You could jump off the raft and if you held your legs straight and went down like a bullet you could sink down a foot into the muddy bottom.   It’s amazing what kids will do without a second thought – I cannot possibly imagine having the nerve now to allow my legs to go into that mush.  Again, I can remember the feel of it and we’d come up laughing and bragging, eyes big, about how far down our feet went.  Gives me shivers to think about it really.   Ewwww.

I never did learn to dive off the diving board though.  They taught us to dive by sitting us on the end of the pier, put out hands over our heads and stuck our head between our legs and then we “dove” in – more like falling in head first.  Eventually this progressed to supposedly the same movement standing up.  I more often belly flopped.  I am very happy jumping into water thank you very much, and I always holds my nose when I do.

One day as a teenager I got the idea to swim across the lake.  It is probably a distance of half a mile, but I had never done it before, so it was probably a bit foolish to try, even if my shoulders were a little bigger and I had developed…um…floating devices.   My favorite swimming stroke to this day is the elementary backstroke, which involves a froggy kick and sweeping your arms up the side of your body as if you are taking off your shirt, then making a “T” and bringing your arms back down to your sides, a lovely graceful movement that is easy and makes you glide across the surface.   The elementary backstroke was taught to us as a “resting” stroke and indeed, it works every time, even in the near drowning situation in Hawaii a couple of years ago. 

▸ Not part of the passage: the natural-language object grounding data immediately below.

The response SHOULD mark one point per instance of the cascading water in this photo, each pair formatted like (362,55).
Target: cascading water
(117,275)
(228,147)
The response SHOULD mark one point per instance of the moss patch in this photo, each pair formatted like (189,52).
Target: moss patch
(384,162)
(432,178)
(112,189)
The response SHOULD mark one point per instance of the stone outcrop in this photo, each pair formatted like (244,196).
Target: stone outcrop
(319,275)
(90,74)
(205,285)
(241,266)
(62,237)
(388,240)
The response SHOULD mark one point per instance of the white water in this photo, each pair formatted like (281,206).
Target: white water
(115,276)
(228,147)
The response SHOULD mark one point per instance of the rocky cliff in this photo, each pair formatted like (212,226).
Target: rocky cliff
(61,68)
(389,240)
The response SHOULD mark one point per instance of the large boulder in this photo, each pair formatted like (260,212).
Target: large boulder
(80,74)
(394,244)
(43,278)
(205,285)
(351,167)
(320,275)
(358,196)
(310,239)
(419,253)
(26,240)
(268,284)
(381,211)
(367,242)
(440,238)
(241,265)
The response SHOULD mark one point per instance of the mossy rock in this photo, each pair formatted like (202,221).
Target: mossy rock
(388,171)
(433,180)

So I started off across the lake.  I still remember that day, too, with great fondness.  I was all by myself in the middle of the lake, crawling, breast stroking and elementary backstroking my way across the lake.  It remains one of the favorite moments of my life.  Totally alone, no noise but my own breathing, the gentle slap of the water against my face, the sense of power and courage that emerged from my always-sort-of-scared self.  I was blessed that day, in the middle of that lake. 

That is where I return when I lap swim now.  I forget that I am looking at cement and smelling chlorine.  I only see the trees awaiting me on the opposite shore, the gentle green-blue waves with a glint of sunlight on each one, the earthy smell of the lake water calming me.  I only hear my breathing, the sloosh of the water, my body gliding along effortlessly.  (I took a lesson before I began lap swimming from a local instructor, and he told me I should be feeling like I am swimming downhill, then I know I am doing it correctly, and also “this isn’t the Olympics, Mary – slow down, enjoy yourself.”) This is why I am ecstatic that my gym has a pool that is opening within the next week.  Sometimes I have to actually stop myself from continuing lest I not be able to move the next day, because I get into such a hypnotic state.   

When I am feeling down, a walk at the reservoir, a yoga class, Zumba, and God knows the treadmill just won’t cut it.  I want nothing more than to get into the pool and let my imagination take me back to the little green lake under the Illinois sky, and I swim back and forth, back and forth, and before you know it the water has swept away the tearful tension in my eyes and my blues are left behind in the water as I climb out and face life on land again.